Wednesday, November 9, 2011

moving on

I am a statistic. Like it or not, I fall into that one-in-four-women category. Earlier this year, Ryan and I suffered the horrible loss a miscarriage brings to a couple. It was a sad, emotional time, but true to fashion and practicing what I constantly preach, in the months following I reminded myself that things happen for a reason. As it turns out, I was right. Our miscarriage was God's way of working out a bad pregnancy and a way to bring Ryan and I together like nothing we had yet to experience. But it doesn't take the sting away nor make the hurt any less severe.

So as I sat in the doctor's office many months ago, I was warned. One more milestone to hit. "It's going to be a tough one and a sad one, so be prepared." He was referring to what would have been my Due Date: November 10, 2011. The naive side of me actually thought (hoped) the day would pass without any recognition. Time heals all wounds, right? Well, no such chance.
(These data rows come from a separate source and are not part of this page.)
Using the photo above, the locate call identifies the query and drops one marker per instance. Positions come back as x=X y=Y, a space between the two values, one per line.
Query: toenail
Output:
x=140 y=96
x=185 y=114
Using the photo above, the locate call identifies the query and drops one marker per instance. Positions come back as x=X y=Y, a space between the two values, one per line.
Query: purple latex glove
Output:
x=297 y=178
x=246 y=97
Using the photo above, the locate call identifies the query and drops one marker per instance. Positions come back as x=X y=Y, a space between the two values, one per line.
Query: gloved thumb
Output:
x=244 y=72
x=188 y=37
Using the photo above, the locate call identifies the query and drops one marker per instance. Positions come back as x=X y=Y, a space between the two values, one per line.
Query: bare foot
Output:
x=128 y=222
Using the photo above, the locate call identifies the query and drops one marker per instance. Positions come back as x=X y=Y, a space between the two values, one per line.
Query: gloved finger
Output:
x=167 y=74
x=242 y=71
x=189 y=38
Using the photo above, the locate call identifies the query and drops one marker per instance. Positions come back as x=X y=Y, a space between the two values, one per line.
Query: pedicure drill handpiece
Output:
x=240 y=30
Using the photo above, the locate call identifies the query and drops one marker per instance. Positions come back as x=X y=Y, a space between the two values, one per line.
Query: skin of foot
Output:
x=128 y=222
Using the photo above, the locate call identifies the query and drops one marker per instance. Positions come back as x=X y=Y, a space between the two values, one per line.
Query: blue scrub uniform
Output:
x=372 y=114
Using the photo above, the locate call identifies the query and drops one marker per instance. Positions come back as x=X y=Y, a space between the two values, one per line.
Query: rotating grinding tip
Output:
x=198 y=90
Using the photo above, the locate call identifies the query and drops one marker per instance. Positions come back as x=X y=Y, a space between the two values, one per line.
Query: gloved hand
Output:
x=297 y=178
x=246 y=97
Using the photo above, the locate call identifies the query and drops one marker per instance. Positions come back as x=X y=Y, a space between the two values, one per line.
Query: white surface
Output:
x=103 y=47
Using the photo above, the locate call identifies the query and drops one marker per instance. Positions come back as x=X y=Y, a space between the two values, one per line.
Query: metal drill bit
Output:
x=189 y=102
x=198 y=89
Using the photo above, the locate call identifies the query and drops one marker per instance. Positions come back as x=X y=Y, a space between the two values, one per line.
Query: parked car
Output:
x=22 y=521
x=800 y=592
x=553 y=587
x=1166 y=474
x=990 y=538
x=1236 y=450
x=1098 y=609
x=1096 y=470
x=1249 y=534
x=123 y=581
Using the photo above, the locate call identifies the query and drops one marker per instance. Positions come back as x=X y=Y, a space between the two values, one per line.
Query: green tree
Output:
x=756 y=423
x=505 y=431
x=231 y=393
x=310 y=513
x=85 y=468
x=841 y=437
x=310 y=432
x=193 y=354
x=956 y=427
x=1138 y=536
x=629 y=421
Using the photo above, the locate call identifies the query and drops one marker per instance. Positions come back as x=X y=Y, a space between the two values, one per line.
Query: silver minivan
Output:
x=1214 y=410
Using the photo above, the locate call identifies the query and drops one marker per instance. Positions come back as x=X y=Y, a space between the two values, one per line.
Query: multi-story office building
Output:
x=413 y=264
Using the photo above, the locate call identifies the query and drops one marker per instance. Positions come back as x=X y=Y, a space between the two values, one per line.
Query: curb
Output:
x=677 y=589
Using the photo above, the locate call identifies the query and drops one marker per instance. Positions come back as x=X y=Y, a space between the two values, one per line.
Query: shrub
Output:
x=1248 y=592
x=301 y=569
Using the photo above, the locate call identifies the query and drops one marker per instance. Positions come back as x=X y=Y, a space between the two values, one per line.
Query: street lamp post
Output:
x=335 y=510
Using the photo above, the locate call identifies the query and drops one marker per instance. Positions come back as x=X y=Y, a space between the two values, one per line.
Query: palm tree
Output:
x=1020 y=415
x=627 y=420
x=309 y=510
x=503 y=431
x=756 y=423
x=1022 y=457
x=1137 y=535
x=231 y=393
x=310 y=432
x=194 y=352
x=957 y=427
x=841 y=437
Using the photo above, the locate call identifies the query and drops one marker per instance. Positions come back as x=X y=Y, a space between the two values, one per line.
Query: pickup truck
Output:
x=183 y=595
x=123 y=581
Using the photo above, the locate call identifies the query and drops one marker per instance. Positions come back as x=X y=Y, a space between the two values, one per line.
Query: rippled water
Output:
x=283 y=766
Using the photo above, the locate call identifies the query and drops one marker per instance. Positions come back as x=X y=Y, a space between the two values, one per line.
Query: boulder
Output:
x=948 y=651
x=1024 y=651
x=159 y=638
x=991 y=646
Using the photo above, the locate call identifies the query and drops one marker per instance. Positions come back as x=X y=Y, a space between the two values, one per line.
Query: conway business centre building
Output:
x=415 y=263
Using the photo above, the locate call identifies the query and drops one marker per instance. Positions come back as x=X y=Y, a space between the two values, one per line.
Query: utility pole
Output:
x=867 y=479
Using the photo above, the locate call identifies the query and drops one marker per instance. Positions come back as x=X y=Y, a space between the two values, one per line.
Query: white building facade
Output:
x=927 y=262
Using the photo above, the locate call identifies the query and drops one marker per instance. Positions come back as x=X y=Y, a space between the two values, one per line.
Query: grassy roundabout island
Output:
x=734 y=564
I've been feeling a little sad this week and, well...alone. Which is silly. I have Ryan, and my closest friends have already reached out to me. However, what I don't have is a baby bump. Or a newborn to hold and nuzzle. Or a nursery awaiting it's newest arrival. Instead I am left with an ache deep in my heart while we try, try again. And the irony that something can come so easily when you least expect it. I know I will get pregnant again and it will be a perfectly normal, healthy pregnancy. I'll give Ryan a beautiful child and I'll become a mommy. But for now, I'm going to give myself this day to be sad, and maybe a little lonely. I will mourn what didn't become, think about what should have been and welcome the grief rather than shoving it to the side.

Then I will move on.

And concentrate on all the blessings 2012 will bring our way.